Curiosity replaced misery.
He recalled that the stall had been left empty because it wasn’t sound. He burrowed through the straw and found a small hole. He kicked at the rotting boards to loosen them, then rammed through with his good shoulder. Once through the opening, he ran in the direction of the flashes and booms.
At the top of a neighboring hill, he gazed above him in astonishment.
On the same mound of the Reichsstadt Nürnberg, merchants and farmers had already assembled, and a number of wealthy men and women dismounted from horses held by liveried servants. Behind them the walled city with its many towers straddled the river. From its eastern gate, others hurried to join them. They, too, looked up at the sky. Their place afforded an unblocked view of the extraordinary sight: white lights and large globes as big as a rich man’s house. The undersides of the globes glowed a dark crimson red, their tops shimmered blue and black. They dived and swooped like falcons before the afternoon sun.
The boy marveled at the appearance of two great silver tubes. Their noise grew louder, more threatening, and he looked to his betters for guidance.
“Tricks and illusions!” murmured a learned craftsman.
“Blood-colored crosses,” said a lean candlemaker.
“Like floating cannons,” another remarked. “They come arrayed for battle.”
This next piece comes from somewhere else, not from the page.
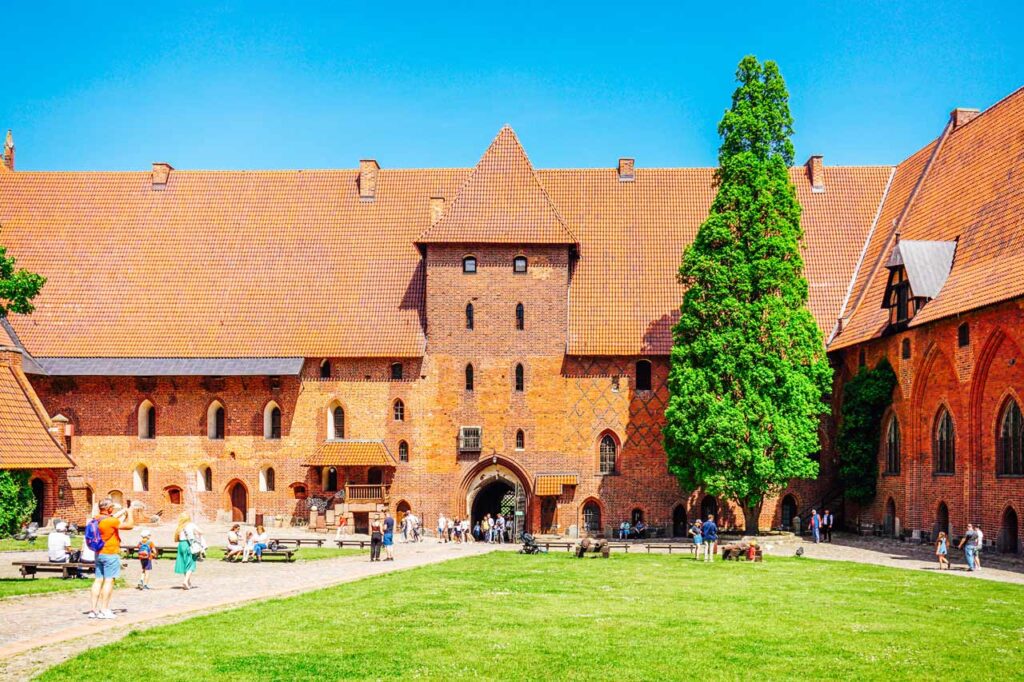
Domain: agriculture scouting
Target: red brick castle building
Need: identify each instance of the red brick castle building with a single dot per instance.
(240, 343)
The boy glanced back at his thatched farmhouse, afraid he might be missed and pursued, but no one stirred.
He moved closer to one of the finely dressed gentry, who had a black stiletto beard and a twisted stance. He’d never come so close to a rich man, and admired the man’s clothes nearly as much as the strange objects cartwheeling above. Surely the aristocrat descended from the ancient nobility, with his crimson cloak, black vest, and puffed sleeves. A gold band hung around his neck, with a circular gem, a crooked golden spiral set in red clay.
Feeling the boy’s eyes, the bearded man cocked his head sideways. “Perhaps I’ve arranged this whole theater,” he said.
The boy’s blue eyes widened, but a bright yellow flash made him look to the west.
“One of the globes disappeared!” someone shouted.
Seven more pale-blue orbs sprinkled the sky, darting in and out of long white clouds. The bright lights of the strange objects reflected orange in the alabaster faces of the wealthier men and women. At least a hundred people had gathered.
“It is a dreadful apparition!” a peasant exclaimed.
“It is a sign of rods and whips,” moaned the candlemaker. “The Last Judgment is upon us.”
The candlemaker scurried off. Yet his words confirmed the boy’s secret desire, so he stayed and summoned the courage to request of the bearded man, “If you arranged it, tell me what is happening.”
“Is it not a cavalry battle, or are you stupid?” he answered. “A skirmish between demons of warring factions,” he sniffed. “I smell yellow crystals…”
“Are we in danger?”
The aristocrat didn’t say. He strutted away and took the reins from his groom, who inclined his head in deference. The rich man mounted his black steed and rode off. His retinue followed, and the child noted their foreign manner of dress, with knee-length heavy skirts of salmon and lemon. They, too, wore strange jewels.
When one of the globes split into flames, three women wailed. It dived silent and low over their heads, so closely pursued by a spear-like silver tube that the remaining men cowered. The boy stood fast and even reached up to try to touch its underbelly.